Kicked Up Another Notch: Emeril’s New Orleans Fish House continues to reinvent itself
Posted by: Terrance PitreThe “Bam!” and the “Kick it up a notch” and all the rest of the shtick may get a little stale (OK, more than a little stale), but that Emeril Lagasse sure has a way of surprising us. And all of the other stuff aside, we need look no further than that to see his genius.
The last time I reviewed Emeril’s New Orleans Fish House at the MGM Grand, back in 2002, he was at the height of his reign as Emeril the TV Personality. I was feeling pretty certain, pre-visit, that the diverted attention would manifest itself in mediocrity, in a restaurant where the staff was on autopilot because their navigator had other fish to fry. Boy, was I wrong.
So my expectations were decidedly less jaundiced this time, but present nonetheless: It would still be a pretty noisy, almost raucous place; the cuisine would still carry the colors of American Regional with a magnifying-glass focus on Creole/Cajun; and the prices would have bounced up into the nether regions, in keeping with other celebrity-chef restaurants on the Strip.
Wrong again, on all counts.
The most visible sign was the look of the restaurant itself. Emeril’s may maintain the “New Orleans Fish House” subtitle, but after the redecoration in 2004, the look is anything but. Today’s Emeril’s exhibits a lot of color — bright-blue booth seats with whimsical, colorful backs are a case in point — but there’s a more elegant, serene look overall, and the space has been broken up more effectively, most notably by some wine-cellar areas. Besides being more attractive, the new arrangement absorbs noise much better, so that the dining experience is a bit more peaceful.
I don’t mean to get you excited about the prices, because we’re still nowhere near bargain territory, but these are in keeping with what they were four or five years ago, slightly adjusted for inflation. And considering that some Strip restaurants seem to have taken a “how high can we go?” approach, they feel reasonable by comparison. (I’m also keeping in mind that entrees at Emeril’s generally include a vegetable and starch, which leaves the plates less scantily clad than in many of those other places.)
And, finally, the food. There still are a few vestiges there to do the New Orleans Fish House name proud, but this summery selection has hints of Asian and fusion for an overall effect that is lighter and newer.
As in the nori-wrapped yellowfin tuna ($34), which was cloaked in the seaweed sheets that traditionally wrap sushi, dunked in a tempura batter and lightly fried until it was medium-rare as ordered. Stir-fried vegetables and a mound of jasmine rice fleshed out a picture that was completed when our waiter poured a soy-mustard butter sauce over the fish and around the rest of the plate.

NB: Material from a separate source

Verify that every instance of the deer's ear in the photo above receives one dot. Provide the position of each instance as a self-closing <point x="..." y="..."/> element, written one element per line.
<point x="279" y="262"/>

Scrupulously fresh, ultra-mild grilled grouper ($33) got a flavor boost from the panzanella on which it rested. Well, at least the restaurant called it panzanella, which is a traditional Tuscan bread salad, served cold. This was not cold, and the cubes of bread had been sauteed with chunks of wild mushrooms and tomatoes and slices of onion. Dressed by our waiter with a little cup of shellfish cream, it was a delicious dish, the only shortcoming being the pile of rather stringy pea shoots on the side.
We also turned to a dish that sounded more like the old Emeril — the pecan-crusted Texas redfish ($29) — and yes, the Southern flavor still rang true. Pecan crusts can overpower, but this one was so well-balanced as to simply show the flaky fish to advantage. With a tangle of shoestring potatoes and a heap of grilled vegetables on the side, it was a very satisfying dish.
For starters, we’d also split between the old Emeril — his New Orleans Barbecued Shrimp ($12) — and the new Emeril — seared ahi carpaccio and tartare ($16). Putting “seared” and “carpaccio” in the same thought seemed oxymoronic and was; I’m not sure why the kitchen felt this fish needed to be seared. But both of our starters were excellent, including the nicely chunky, well-seasoned tartare, the roux-based barbecue sauce that bathed the shrimp, and the little rosemary-flecked biscuit that accompanied it.
After such spot-on fish, dessert seemed anticlimactic, and you’ll rarely hear me say that about chocolate. The double-chocolate flourless cake ($8.50), was sufficiently rich to work quite nicely served chilled (a refreshing touch in the summer), and we liked the accompanying little Godiva chocolate milkshake; the promised cherry compote was composed of dried cherries, whose firm texture and deep flavor played off all that chocolate quite well.
We also had a rather interesting bottle of 2004 Martinelli Russian River Sauvignon Blanc ($58) and were generally impressed with the depth and range of the wine list, which seemed ready to accommodate just about any whim.
As did our servers, and Emeril’s in general. How much of today’s Emeril’s is Emeril himself and how much is the people he’s put in place to represent him matters not; it’s the successful interpretation that counts. Like Las Vegas itself, the Bam-master seems to keep reinventing himself. And like Our Fair City, that spirit of innovation will retain his place in the world.